Isabella Daly, a member of Brass, said the organisation had witnessed a number of cases where asylum seekers had been evicted “without warning, explanation, or any regard for their personal safety”.
“These evictions have generated a culture of fear within the hotel and had a negative impact on residents’ mental health,” she added.
Clare Jennings, of Matthew Gold Solicitors, said it was potentially unlawful for people to be evicted from asylum housing for allegedly breaching coronavirus rules based simply on them being absent for 24 hours, as there are numerous exceptions to the stay at home provisions.

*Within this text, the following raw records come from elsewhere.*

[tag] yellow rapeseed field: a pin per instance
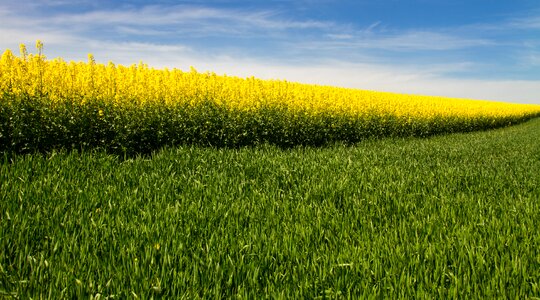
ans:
(81, 83)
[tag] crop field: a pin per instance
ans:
(129, 182)
(53, 104)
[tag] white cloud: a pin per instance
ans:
(73, 36)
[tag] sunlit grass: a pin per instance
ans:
(452, 216)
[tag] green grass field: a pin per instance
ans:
(453, 216)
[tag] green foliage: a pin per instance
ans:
(452, 216)
(37, 124)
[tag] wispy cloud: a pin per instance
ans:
(376, 56)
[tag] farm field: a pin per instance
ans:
(448, 216)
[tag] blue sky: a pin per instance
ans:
(473, 49)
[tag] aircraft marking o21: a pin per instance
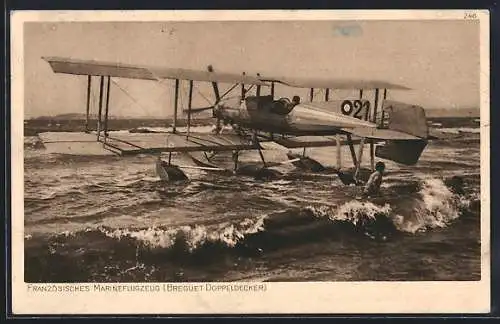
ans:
(355, 108)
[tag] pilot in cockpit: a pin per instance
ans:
(295, 101)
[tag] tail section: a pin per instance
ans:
(404, 152)
(401, 117)
(409, 119)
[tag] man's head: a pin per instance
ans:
(380, 166)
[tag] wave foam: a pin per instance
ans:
(191, 237)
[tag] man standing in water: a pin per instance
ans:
(372, 187)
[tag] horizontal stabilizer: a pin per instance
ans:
(384, 134)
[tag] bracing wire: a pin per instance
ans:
(127, 94)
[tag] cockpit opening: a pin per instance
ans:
(284, 106)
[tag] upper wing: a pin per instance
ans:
(120, 70)
(334, 83)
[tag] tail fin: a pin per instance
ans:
(408, 119)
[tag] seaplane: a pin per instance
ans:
(394, 130)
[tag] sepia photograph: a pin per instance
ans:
(222, 150)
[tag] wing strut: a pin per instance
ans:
(190, 102)
(89, 87)
(351, 147)
(99, 116)
(106, 114)
(374, 120)
(176, 102)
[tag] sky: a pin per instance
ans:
(437, 59)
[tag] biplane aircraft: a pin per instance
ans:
(393, 130)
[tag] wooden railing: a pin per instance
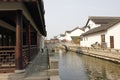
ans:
(7, 56)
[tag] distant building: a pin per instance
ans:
(102, 30)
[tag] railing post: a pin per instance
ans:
(19, 41)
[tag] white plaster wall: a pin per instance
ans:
(42, 38)
(92, 25)
(114, 31)
(91, 39)
(76, 32)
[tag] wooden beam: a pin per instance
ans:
(19, 6)
(6, 25)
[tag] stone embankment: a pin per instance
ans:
(107, 54)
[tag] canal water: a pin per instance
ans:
(73, 66)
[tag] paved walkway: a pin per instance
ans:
(37, 70)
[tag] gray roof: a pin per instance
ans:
(110, 21)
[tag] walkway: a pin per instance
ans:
(37, 70)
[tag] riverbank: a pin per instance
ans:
(106, 54)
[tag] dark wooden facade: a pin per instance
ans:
(21, 25)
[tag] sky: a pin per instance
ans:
(65, 15)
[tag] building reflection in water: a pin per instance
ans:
(98, 69)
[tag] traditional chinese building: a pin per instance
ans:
(21, 27)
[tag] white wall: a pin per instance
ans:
(76, 32)
(92, 25)
(68, 37)
(114, 31)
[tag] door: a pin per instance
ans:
(111, 41)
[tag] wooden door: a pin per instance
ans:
(111, 41)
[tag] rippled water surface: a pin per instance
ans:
(74, 66)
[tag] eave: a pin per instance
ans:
(30, 11)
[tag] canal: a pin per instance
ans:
(74, 66)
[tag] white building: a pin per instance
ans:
(103, 30)
(76, 32)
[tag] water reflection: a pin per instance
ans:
(101, 70)
(71, 67)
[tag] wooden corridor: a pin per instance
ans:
(21, 28)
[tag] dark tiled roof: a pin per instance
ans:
(73, 30)
(102, 27)
(101, 19)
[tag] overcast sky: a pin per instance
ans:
(62, 15)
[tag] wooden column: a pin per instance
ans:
(19, 40)
(2, 36)
(29, 39)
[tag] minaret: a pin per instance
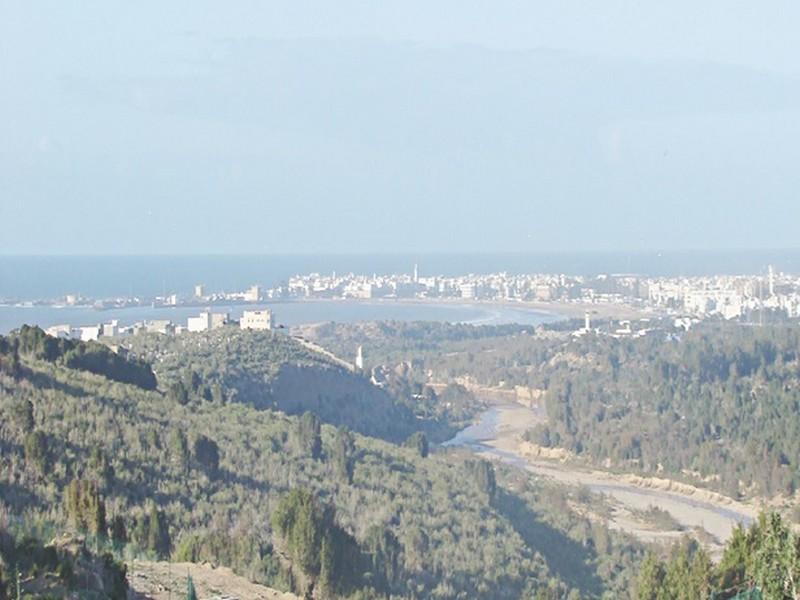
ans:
(360, 359)
(771, 281)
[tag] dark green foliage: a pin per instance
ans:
(191, 594)
(452, 542)
(323, 551)
(482, 473)
(762, 561)
(178, 393)
(308, 438)
(118, 532)
(100, 467)
(115, 580)
(158, 538)
(84, 506)
(419, 442)
(37, 451)
(273, 371)
(343, 455)
(99, 359)
(721, 401)
(86, 356)
(9, 359)
(206, 454)
(22, 415)
(179, 449)
(64, 569)
(385, 553)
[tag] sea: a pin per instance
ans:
(33, 278)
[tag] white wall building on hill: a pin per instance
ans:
(256, 319)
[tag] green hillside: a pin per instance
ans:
(144, 474)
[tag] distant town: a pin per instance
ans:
(683, 299)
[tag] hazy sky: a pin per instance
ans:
(285, 127)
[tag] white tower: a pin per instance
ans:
(360, 359)
(771, 281)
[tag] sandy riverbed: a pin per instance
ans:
(695, 509)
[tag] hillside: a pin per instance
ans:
(154, 580)
(146, 475)
(717, 406)
(272, 371)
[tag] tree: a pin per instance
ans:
(650, 585)
(22, 412)
(99, 463)
(179, 449)
(309, 436)
(85, 507)
(385, 556)
(323, 551)
(191, 594)
(37, 451)
(206, 453)
(483, 475)
(419, 442)
(178, 393)
(158, 539)
(343, 455)
(119, 534)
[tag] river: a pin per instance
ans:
(496, 435)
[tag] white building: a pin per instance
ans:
(90, 333)
(253, 294)
(60, 331)
(360, 359)
(256, 319)
(469, 291)
(110, 329)
(201, 322)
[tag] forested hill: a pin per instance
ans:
(286, 501)
(720, 403)
(271, 370)
(718, 406)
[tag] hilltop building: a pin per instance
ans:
(360, 359)
(253, 294)
(257, 319)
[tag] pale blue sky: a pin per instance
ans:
(283, 127)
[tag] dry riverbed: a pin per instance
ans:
(710, 516)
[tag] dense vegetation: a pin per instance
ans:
(271, 370)
(760, 562)
(721, 402)
(86, 356)
(718, 406)
(280, 498)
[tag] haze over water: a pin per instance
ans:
(49, 277)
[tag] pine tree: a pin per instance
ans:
(419, 442)
(343, 455)
(191, 594)
(309, 437)
(158, 540)
(206, 453)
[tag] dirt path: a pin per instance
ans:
(167, 581)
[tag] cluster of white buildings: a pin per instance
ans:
(262, 320)
(730, 297)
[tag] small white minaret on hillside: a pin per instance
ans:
(360, 359)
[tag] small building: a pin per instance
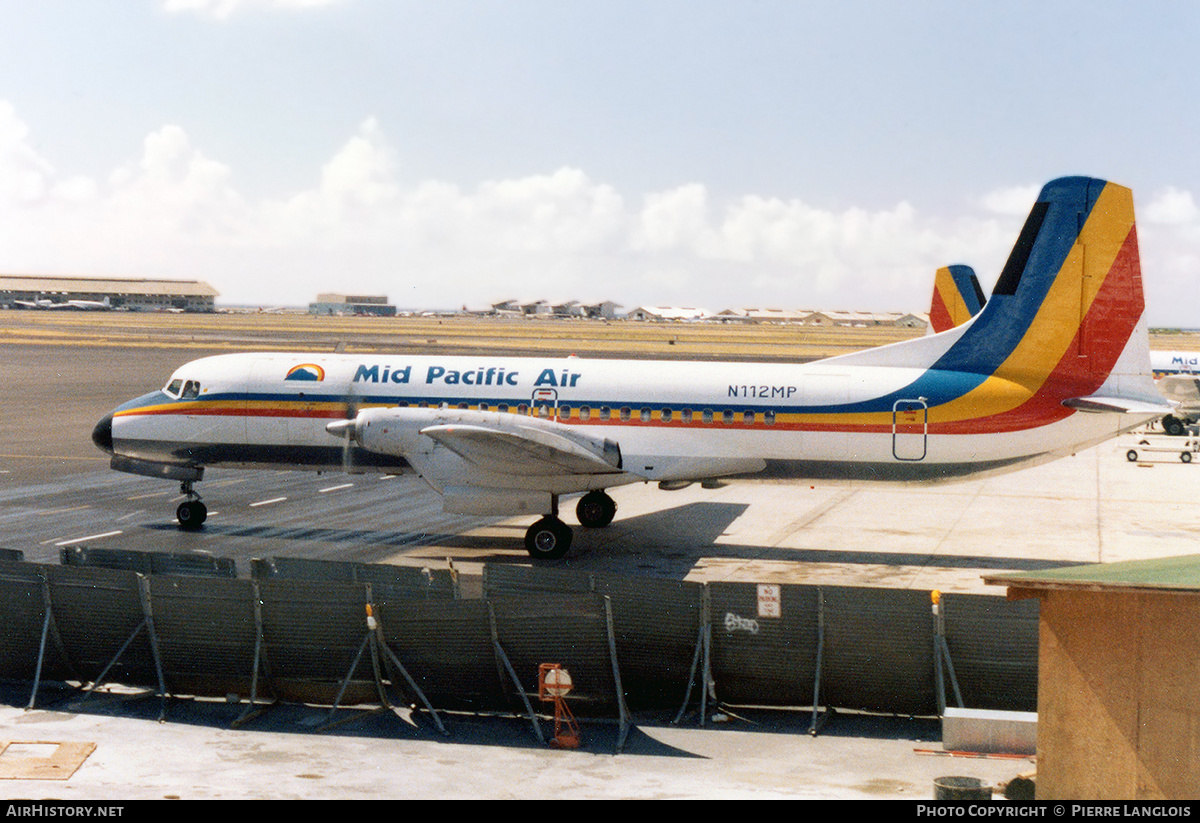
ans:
(667, 313)
(129, 294)
(1119, 678)
(352, 305)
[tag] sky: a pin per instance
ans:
(787, 154)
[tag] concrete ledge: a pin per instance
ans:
(990, 732)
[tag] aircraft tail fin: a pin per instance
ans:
(1062, 325)
(958, 296)
(1066, 314)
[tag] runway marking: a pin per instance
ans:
(90, 536)
(63, 511)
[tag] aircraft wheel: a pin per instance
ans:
(547, 539)
(191, 515)
(595, 510)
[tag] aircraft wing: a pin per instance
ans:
(490, 442)
(521, 451)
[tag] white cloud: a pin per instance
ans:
(359, 227)
(222, 10)
(24, 175)
(1171, 206)
(1013, 200)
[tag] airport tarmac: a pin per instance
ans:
(55, 491)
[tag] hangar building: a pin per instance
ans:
(145, 295)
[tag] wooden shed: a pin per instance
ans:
(1119, 678)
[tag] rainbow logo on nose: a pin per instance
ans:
(306, 372)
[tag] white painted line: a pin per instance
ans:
(90, 536)
(334, 488)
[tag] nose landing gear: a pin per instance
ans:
(191, 512)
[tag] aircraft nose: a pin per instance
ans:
(102, 434)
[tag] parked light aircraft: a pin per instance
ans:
(1057, 360)
(77, 305)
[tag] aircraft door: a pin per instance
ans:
(910, 428)
(544, 403)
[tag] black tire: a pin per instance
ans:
(191, 515)
(547, 539)
(595, 510)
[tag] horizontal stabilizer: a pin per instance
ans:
(1099, 403)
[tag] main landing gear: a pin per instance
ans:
(191, 512)
(550, 538)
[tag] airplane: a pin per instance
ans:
(36, 302)
(90, 305)
(1057, 360)
(1174, 362)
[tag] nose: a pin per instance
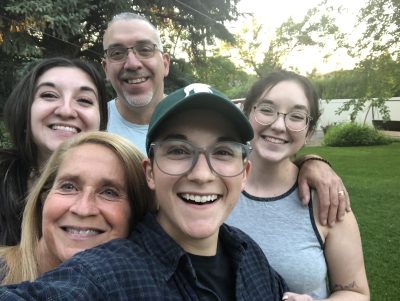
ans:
(85, 205)
(66, 109)
(132, 62)
(280, 122)
(201, 171)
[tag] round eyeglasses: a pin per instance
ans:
(143, 50)
(295, 121)
(177, 157)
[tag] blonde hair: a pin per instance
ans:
(21, 262)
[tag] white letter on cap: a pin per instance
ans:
(197, 88)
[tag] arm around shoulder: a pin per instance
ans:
(344, 256)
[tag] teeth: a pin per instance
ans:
(200, 198)
(275, 140)
(137, 80)
(64, 128)
(82, 231)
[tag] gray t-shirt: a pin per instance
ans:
(136, 133)
(286, 232)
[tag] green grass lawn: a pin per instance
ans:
(372, 178)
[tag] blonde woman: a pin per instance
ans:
(92, 190)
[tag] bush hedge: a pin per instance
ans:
(353, 134)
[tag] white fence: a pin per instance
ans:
(329, 115)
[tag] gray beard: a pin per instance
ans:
(138, 102)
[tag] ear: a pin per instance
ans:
(148, 172)
(245, 174)
(167, 61)
(104, 65)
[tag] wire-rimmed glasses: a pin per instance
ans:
(177, 157)
(295, 121)
(142, 50)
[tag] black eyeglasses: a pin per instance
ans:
(295, 121)
(143, 50)
(177, 157)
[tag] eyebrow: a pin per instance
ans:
(144, 41)
(53, 85)
(183, 137)
(271, 102)
(79, 180)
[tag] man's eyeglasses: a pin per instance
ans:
(177, 157)
(120, 53)
(295, 121)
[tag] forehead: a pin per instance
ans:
(286, 93)
(128, 32)
(89, 154)
(206, 125)
(66, 76)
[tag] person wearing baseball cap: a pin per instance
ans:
(197, 165)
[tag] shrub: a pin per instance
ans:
(353, 134)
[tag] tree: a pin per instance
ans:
(382, 33)
(34, 29)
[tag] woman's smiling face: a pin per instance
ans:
(87, 205)
(65, 103)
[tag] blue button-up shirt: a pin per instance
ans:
(150, 266)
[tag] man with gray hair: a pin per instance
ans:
(135, 65)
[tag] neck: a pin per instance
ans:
(136, 115)
(270, 179)
(46, 259)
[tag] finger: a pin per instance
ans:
(342, 205)
(324, 204)
(333, 208)
(304, 192)
(347, 199)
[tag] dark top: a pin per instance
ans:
(14, 175)
(150, 266)
(216, 273)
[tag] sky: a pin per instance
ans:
(271, 14)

She also pointed out that breaching Covid-19 rules is not included among the reasons asylum housing provision can be terminated under the law, and that where there is proven rule-breaking, the coronavirus regulations provide for sanctions in the form of fines and criminal prosecutions.
Paul Hook, director of Asylum Matters, called for a “clear, transparent and consistently applied” national policy that provides safeguards so that “no one is evicted onto the street, especially during a pandemic”.
It comes after lawyers took legal action against the Home Office over “curfews” some asylum seekers are being subjected to in hotels, which they argue are unlawful as they amount to false imprisonment and deprivation of liberty.
Matthew Gold Solicitors says asylum seekers in at least 11 hotels have been subjected to restrictions on how long they can spend outside the hotels, with some told they may only leave for one hour per day.
A Home Office spokesperson said: “The UK government has a statutory duty to provide asylum seekers who would otherwise be destitute with support and accommodation. They are provided with safe, warm, secure accommodation with three nutritious meals served a day – all paid for by the British taxpayer.”